Das Pferd hat dabei nicht nur gelernt eine falsche Ausführung für richtig zu halten. Es hat dabei auch einen Weg kennengelernt, wenn es dann die Übung korrekt ausführen soll, sich der damit verbundenen Anstrengung zu entziehen. Warum schwer, wenn es auch einfacher geht, denkt sich das Pferd. Deshalb sind Korrekturen selten 100 %ig. Ist der Reiter auch nur einen Augenblick unaufmerksam, fällt das Pferd sofort in den alten Fehler zurück. Meistens dann, wenn man es überhaupt nicht gebrauchen kann.

 

Dem Pferd solche Waffen in die Hand zu geben, muss unter allen Umständen vermieden werden und ist vermeidbar.

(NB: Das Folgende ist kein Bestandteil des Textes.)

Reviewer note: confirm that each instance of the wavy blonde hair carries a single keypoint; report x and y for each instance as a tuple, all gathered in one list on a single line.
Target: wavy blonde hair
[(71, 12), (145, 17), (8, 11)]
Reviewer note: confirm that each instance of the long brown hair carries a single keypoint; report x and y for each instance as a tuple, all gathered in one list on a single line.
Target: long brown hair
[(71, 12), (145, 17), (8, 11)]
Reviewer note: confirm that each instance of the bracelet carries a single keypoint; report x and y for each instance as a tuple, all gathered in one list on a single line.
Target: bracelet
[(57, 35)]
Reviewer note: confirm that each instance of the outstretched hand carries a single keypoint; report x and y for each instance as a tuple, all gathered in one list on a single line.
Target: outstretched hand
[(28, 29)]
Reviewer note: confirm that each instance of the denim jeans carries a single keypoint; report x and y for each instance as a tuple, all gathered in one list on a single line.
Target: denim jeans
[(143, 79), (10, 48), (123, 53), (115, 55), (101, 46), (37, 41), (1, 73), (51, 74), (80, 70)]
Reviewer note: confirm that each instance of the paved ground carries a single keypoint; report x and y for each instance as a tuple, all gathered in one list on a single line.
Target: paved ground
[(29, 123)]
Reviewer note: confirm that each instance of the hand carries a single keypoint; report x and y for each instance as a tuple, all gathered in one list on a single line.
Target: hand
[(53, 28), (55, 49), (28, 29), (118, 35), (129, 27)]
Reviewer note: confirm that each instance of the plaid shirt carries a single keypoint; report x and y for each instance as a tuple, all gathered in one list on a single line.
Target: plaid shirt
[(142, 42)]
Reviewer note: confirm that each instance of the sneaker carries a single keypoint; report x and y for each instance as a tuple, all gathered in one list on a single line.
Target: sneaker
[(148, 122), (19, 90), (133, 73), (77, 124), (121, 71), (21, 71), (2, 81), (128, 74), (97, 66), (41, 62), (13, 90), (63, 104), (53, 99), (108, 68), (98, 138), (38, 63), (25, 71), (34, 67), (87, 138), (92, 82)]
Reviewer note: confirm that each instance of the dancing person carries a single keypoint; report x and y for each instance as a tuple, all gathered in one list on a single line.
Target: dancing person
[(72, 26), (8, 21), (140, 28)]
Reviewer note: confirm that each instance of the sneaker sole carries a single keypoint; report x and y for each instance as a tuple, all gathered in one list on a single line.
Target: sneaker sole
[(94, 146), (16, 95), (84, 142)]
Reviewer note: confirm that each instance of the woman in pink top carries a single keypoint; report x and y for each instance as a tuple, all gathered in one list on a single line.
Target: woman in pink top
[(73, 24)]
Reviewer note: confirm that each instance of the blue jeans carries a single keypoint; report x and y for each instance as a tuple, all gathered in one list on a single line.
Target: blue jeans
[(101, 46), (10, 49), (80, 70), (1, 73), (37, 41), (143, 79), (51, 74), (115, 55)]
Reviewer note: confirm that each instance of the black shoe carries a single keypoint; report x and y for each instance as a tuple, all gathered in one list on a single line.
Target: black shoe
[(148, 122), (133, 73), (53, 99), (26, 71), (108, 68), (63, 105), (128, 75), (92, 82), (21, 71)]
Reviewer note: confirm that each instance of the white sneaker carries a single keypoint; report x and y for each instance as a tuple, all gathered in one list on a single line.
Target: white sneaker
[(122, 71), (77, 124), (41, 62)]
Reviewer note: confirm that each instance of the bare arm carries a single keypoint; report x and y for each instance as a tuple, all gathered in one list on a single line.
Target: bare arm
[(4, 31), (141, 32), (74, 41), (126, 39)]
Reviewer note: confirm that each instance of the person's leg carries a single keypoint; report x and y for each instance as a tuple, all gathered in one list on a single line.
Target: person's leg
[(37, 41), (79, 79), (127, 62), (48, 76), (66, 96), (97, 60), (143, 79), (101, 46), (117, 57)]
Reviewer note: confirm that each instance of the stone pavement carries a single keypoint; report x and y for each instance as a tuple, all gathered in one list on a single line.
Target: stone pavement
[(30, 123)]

Ebenfalls eine Anforderung an den "denkenden Reiter".

 

Dabei darf die Verwirrung und der Verlust an Vertrauen nicht unterschätzt werden. Das Pferd wurde über einen langen Zeitraum für eine Ausführung gelobt und hielt sie damit für richtig. Jetzt wird es, weil der Reiter bessere Erkenntnisse hat, für die gleiche Ausführung eventuell sogar bestraft. Wie bereits erwähnt, es müssen dabei nicht unbedingt Schläge sein. Schon das wiederholen und neu ansetzen empfinden manche Pferde bereits als Strafe.

 

Es ist also keine Macke pedantischer Reitlehrer, wenn sie ständig an Sitz und Einwirkung herummäkeln. Jede Hilfe, egal ob richtig oder falsch gegeben, löst einen physikalischen Prozess aus, auf den das Pferd reagieren muss. Ist die Einwirkung fehlerhaft, kommt auch nur eine fehlerhafte Ausführung durch das Pferd dabei heraus.